– И ты способен просто… продать меня?

– Какие некрасивые слова ты используешь, – поморщился викарий. – Ты будешь жить в большом красивом особняке недалеко от меня. Мы будем продолжать работать вместе.

Ну конечно! Ее отцу важен лишь собственный комфорт. Какая удача – обрести богатого зятя и одновременно сохранить молчаливую талантливую работницу, которая будет приносить ему успех и признание в научном мире!

Ее отец готов был отдать свою дочь отвратительному лорду Фэрбродеру без единого колебания. И вот в чем ирония: единственным человеком, который хотел этому помешать, был пресловутый сэр Ричард Хармзуорт.

– Тебе даже неважно, что твой покровитель ударил меня? – тихо спросила Дженевив.

Викарий опустил голову, избегая ее взгляда.

– Глупо с твоей стороны думать о таких мелочах, когда речь идет о достойном муже. Эта твоя неблагодарность… такая нехристианская.

– Нехристианская? Значит… – откликнулась Дженевив и сморгнула слезы.

Приняв ее тихий тон за покорность, отец приблизился и коснулся ее руки.

– Малышка, я понимаю, будущий брак пугает тебя. Это нормально. Но ради себя самой, подумай над предложением лорда Невилла. Уверен, если он и был несколько… несдержанным, то уже сегодня раскаялся в этом. Это твоя недоступность и невинность сделали его таким… порывистым.

Щеки Дженевив вспыхнули. С прошлой ночи она точно не была невинной.

– Отец, лорд Невилл был не просто несдержанным. Он хотел меня изнасиловать. И я не смогу забыть этого, какие бы аргументы ты ни приводил. Я не выйду за него замуж лишь для того, чтобы тебе жилось комфортно. – Она помолчала, а затем решилась: – И больше не буду работать вместе с тобой. Отныне мои труды – только мои труды.

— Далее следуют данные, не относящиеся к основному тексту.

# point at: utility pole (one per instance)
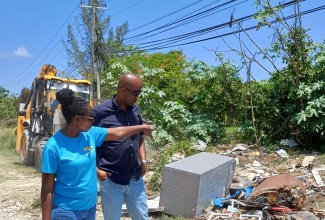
(93, 40)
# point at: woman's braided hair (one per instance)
(71, 105)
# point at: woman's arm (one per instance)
(47, 195)
(125, 131)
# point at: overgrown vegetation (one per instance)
(190, 100)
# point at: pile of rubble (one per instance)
(271, 186)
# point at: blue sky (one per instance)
(31, 31)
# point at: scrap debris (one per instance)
(281, 186)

Отец отдернул руку, словно обжегся.

– Что? Какие еще твои труды? Ты всего лишь мой помощник!

Дженевив уставилась на отца. Утренний свет, проникавший в окно, ложился на его изборожденное морщинами лицо. Он выглядел возмущенным и совершенно уверенным в себе. Похоже, ему и в голову не приходило, что дочь заявила свои права всерьез.

За последние пять лет викарий не написал ни единого слова. Даже сопроводительные письма за него писала Дженевив. Он так привык пользоваться ее преданностью и доверчивостью, что стал забывать, что за доброту надо платить добротой.

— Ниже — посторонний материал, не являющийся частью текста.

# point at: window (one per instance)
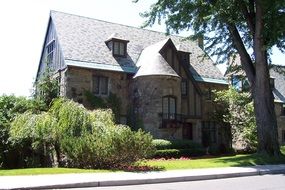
(283, 136)
(283, 109)
(271, 81)
(209, 133)
(209, 94)
(50, 52)
(100, 85)
(168, 108)
(119, 48)
(184, 87)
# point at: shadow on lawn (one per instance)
(251, 160)
(139, 168)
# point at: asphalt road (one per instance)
(265, 182)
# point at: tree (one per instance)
(46, 89)
(239, 113)
(235, 26)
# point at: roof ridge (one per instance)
(169, 35)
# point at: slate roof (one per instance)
(152, 63)
(278, 73)
(82, 41)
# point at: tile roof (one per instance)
(278, 73)
(82, 40)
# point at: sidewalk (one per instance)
(127, 178)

Как же теперь она радовалась, что не доверила отцу правду о своих недавних исследованиях! Теперь уже никакое чувство долга не заставит ее отозвать будущую статью о семейной реликвии Хармзуортов из печати. Публикация исследований заставит научный мир считаться с ней.

– Я была не только помощницей, – тихо произнесла Дженевив.

– Несколько лет назад лорд Невилл пришел ко мне и просил твоей руки. Я слишком долго ждал. Надо было выдать тебя за него еще тогда, когда ты не была такой строптивой. Ты научилась дерзить, Дженевив. Забыла, чем обязана лорду Невиллу.

Девушка поняла: отец яростно защищает свой уютный мирок, в котором ему отлично жилось за чужой счет. Он считает ее вполне допустимой жертвой во имя своего комфортного существования.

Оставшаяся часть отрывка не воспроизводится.